Eric Allin Cornell
Cornell, Eric Allin (1961-) helped create a new state of matter, the Bose-Einstein condensate (BEC). For this achievement, he shared the 2001 Nobel Prize in physics with German physicist Wolfgang Ketterle and American physicist Carl Edwin Wieman.
Cornell was born in Palo Alto, California. He earned a B.S. degree in physics from Stanford University, Stanford, California, in 1985 and a Ph.D. degree in physics in 1990 from Massachusetts Institute of Technology (MIT), Cambridge, Massachusetts. In 1992, he joined the quantum physics division at the National Institute of Standards and Technology (NIST) in Boulder, Colorado, and became a physics professor at the University of Colorado. Cornell soon became a fellow at the Joint Institute for Laboratory Astrophysics (JILA).
The work of Cornell, Ketterle, and Wieman resulted from that of Indian physicist Satyendra Nath Bose more than 70 years earlier. In 1924, Bose made important theoretical calculations regarding light particles and sent them to physicist Albert Einstein, who extended the theory to include particles of matter.
Einstein predicted that if a gas of certain types of atoms were cooled to a very low temperature, all the atoms would suddenly gather in the lowest possible energy state. Matter waves of thousands of individual atoms would then merge into a single wave and behave like one superatom. They would form a new state of matter, a Bose-Einstein condensate (BEC).
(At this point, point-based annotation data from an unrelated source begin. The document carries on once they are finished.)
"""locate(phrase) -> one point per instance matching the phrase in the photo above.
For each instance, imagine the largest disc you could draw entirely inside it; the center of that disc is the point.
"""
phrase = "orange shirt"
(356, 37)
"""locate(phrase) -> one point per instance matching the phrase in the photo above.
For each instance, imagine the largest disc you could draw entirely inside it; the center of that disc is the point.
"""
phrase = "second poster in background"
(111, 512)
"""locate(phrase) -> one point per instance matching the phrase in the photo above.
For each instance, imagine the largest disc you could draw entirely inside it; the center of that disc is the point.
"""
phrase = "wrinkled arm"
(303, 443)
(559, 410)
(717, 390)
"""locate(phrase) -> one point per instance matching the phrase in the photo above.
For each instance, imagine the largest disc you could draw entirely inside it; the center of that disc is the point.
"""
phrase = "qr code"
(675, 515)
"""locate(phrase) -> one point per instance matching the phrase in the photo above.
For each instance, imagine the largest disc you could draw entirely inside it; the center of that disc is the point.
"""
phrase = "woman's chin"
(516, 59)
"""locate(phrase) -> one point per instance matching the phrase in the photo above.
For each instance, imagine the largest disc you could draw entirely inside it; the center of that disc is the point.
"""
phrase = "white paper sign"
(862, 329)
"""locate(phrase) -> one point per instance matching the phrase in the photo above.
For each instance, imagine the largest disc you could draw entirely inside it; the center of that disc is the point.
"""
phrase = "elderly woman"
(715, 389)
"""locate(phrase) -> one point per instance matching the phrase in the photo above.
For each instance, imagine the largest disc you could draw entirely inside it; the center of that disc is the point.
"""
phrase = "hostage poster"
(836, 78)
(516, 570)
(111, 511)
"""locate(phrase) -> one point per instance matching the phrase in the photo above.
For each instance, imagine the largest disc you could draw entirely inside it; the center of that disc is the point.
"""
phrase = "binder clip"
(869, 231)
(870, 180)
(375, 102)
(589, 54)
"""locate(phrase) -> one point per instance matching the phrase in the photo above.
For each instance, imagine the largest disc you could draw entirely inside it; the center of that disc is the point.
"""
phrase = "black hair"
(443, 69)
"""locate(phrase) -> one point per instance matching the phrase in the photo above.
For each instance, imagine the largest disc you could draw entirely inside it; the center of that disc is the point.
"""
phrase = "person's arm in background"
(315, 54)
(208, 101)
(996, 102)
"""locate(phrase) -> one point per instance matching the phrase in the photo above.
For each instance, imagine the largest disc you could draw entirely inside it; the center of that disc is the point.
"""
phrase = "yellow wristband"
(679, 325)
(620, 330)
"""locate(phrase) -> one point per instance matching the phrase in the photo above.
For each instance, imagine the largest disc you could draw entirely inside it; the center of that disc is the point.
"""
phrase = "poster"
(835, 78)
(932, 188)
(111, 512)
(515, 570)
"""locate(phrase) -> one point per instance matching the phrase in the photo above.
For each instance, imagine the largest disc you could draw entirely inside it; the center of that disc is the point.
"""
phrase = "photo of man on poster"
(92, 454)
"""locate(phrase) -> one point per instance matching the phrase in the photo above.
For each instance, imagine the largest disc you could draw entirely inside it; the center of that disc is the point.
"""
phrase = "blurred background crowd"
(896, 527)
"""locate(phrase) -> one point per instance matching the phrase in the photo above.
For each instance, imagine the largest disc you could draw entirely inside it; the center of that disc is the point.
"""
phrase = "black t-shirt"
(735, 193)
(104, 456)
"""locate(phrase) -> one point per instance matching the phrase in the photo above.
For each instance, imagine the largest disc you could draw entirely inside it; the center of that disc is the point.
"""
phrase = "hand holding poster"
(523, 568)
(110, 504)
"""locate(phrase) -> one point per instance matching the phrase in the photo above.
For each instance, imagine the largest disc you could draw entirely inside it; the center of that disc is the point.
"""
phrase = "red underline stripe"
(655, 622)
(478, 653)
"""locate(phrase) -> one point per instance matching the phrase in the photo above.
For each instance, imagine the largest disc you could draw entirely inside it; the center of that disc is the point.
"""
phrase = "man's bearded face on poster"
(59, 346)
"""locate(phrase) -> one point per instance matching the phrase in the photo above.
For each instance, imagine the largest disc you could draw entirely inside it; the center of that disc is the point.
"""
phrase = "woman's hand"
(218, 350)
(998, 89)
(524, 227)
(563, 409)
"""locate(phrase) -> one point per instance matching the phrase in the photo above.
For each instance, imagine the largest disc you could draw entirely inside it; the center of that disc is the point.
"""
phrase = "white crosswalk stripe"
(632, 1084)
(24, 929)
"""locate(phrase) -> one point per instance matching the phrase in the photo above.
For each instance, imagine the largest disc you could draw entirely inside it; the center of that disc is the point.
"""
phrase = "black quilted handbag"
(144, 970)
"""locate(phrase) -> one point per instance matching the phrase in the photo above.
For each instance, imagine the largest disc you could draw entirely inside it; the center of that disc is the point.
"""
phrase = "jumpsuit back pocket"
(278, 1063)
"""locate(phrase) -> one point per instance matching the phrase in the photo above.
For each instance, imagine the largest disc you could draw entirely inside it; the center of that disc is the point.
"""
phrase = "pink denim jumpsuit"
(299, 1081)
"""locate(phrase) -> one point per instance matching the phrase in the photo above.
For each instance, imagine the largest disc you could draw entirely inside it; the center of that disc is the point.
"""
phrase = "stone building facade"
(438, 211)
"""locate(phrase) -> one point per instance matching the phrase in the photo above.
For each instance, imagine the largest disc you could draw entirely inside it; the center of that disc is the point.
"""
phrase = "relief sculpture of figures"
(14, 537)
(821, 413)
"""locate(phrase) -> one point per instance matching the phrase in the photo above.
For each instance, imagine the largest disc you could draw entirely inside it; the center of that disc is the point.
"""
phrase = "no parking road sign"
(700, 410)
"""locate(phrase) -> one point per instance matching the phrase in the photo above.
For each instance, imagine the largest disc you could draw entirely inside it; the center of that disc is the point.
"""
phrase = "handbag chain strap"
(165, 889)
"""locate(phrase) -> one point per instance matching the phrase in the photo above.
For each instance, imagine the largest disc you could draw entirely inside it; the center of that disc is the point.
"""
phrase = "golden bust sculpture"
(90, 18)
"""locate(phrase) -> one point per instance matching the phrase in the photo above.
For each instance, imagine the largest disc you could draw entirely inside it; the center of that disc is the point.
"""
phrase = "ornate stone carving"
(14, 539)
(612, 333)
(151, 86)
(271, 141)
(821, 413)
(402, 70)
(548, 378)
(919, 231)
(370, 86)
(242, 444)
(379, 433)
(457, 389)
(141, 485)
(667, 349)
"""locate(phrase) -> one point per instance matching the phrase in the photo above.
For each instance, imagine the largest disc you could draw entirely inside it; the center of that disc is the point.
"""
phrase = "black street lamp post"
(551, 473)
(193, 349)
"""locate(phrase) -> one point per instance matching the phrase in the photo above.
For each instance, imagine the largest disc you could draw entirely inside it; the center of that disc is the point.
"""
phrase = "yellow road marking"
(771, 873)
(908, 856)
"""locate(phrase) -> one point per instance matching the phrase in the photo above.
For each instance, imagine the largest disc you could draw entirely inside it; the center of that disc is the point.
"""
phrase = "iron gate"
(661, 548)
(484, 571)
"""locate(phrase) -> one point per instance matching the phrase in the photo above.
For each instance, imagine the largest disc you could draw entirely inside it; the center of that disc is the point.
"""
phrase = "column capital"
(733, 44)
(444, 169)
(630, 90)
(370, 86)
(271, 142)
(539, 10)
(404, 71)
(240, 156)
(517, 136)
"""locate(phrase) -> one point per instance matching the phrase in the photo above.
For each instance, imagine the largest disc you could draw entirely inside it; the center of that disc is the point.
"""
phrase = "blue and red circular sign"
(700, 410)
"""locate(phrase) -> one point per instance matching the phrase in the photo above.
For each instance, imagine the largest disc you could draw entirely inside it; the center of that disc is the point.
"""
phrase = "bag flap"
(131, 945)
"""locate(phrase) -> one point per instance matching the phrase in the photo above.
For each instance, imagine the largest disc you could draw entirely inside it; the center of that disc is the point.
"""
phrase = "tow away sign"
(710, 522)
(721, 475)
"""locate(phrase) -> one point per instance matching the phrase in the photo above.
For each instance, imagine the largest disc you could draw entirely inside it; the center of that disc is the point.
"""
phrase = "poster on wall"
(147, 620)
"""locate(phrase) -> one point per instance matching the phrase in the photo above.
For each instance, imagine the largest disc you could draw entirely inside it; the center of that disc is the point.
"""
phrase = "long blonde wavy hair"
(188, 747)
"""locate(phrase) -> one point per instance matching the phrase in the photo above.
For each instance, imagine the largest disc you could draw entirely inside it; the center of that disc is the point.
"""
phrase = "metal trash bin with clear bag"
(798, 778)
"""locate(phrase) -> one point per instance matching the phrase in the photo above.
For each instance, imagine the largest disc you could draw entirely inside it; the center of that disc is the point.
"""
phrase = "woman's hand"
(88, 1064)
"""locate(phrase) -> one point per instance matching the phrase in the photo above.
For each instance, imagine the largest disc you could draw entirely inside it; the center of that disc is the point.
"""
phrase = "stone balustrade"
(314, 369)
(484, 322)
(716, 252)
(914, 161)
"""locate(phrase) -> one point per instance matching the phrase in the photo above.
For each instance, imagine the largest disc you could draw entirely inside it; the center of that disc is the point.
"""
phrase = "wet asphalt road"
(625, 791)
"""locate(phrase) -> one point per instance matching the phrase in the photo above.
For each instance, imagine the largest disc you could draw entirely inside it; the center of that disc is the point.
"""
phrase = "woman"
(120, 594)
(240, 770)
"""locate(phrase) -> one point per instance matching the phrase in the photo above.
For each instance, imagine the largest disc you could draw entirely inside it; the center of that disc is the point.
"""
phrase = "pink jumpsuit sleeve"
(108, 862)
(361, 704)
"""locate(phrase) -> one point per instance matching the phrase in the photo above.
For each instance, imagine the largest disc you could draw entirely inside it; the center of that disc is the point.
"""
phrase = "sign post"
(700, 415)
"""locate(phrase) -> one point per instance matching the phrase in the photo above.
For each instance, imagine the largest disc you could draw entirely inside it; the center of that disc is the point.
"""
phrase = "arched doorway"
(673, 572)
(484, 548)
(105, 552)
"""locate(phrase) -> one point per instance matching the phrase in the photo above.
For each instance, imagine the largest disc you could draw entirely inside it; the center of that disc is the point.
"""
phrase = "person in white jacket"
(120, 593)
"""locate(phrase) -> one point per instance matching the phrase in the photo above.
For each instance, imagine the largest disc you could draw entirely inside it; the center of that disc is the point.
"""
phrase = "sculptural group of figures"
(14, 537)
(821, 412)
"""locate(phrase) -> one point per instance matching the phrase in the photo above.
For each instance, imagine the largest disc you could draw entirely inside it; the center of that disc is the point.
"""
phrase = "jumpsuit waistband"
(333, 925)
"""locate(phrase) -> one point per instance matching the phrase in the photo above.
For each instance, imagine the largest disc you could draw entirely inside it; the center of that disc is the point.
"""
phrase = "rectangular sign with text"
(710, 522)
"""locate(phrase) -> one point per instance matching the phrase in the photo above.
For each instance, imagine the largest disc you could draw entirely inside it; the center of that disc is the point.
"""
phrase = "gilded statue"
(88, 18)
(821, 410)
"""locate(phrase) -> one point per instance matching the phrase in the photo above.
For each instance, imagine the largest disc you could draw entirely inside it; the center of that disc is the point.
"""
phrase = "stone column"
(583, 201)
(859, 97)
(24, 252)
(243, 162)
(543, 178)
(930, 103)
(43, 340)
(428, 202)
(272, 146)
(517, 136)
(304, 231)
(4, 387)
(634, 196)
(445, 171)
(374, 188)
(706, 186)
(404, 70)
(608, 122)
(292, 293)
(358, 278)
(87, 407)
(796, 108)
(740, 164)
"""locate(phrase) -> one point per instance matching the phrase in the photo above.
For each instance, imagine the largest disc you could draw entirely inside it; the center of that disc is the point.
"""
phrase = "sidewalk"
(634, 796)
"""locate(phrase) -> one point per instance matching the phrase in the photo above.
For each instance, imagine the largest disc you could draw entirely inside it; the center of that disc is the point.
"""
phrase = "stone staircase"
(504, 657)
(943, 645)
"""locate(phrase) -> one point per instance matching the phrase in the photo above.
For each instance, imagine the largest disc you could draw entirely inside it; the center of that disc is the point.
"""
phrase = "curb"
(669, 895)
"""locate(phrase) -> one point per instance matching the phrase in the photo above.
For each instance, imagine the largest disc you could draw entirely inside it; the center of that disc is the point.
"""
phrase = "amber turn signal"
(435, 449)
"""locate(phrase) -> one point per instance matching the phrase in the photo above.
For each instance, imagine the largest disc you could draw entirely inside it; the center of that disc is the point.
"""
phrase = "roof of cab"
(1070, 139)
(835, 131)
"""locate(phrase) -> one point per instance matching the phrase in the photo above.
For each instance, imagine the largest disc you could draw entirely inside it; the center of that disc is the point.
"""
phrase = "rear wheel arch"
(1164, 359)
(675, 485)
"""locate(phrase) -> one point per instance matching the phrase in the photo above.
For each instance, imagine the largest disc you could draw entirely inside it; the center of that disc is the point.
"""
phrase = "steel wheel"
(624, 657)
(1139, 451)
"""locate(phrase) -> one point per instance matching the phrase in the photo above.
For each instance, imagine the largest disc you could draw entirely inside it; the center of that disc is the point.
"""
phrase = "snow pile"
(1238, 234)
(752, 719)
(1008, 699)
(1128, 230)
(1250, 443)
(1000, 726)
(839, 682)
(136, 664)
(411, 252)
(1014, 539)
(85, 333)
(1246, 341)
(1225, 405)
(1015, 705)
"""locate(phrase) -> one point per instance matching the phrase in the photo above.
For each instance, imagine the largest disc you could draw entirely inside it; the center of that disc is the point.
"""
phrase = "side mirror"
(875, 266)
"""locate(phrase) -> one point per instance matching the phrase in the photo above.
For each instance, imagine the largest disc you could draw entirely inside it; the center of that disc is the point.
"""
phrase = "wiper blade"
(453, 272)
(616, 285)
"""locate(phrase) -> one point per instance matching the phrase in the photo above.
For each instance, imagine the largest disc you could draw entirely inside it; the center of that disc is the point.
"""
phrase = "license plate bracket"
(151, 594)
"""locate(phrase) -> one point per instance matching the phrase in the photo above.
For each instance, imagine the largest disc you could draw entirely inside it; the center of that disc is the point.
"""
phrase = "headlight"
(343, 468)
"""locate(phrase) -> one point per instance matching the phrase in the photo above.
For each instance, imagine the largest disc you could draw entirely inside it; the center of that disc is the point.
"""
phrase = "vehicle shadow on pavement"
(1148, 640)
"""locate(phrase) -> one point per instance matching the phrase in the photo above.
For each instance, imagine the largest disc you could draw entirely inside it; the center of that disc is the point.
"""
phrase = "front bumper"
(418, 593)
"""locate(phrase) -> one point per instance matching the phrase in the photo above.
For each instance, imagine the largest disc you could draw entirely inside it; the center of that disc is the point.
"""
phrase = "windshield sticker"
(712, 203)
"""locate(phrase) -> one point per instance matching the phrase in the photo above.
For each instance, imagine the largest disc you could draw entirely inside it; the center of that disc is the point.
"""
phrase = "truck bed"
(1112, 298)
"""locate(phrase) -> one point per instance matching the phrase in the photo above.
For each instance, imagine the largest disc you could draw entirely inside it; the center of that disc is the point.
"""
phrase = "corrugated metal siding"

To achieve BEC, Cornell and Wieman cooled rubidium atoms to less than 170 billionths of a degree above absolute zero, the theoretical temperature at which atoms have the least possible energy. After extensive efforts by the Colorado team, Cornell solved the remaining problem that prevented condensation. The condensation was first achieved on June 5, 1995, in a JILA laboratory. Ketterle and his MIT team achieved condensation four months later with sodium atoms.
Cornell was elected to the National Academy of Sciences in 2000.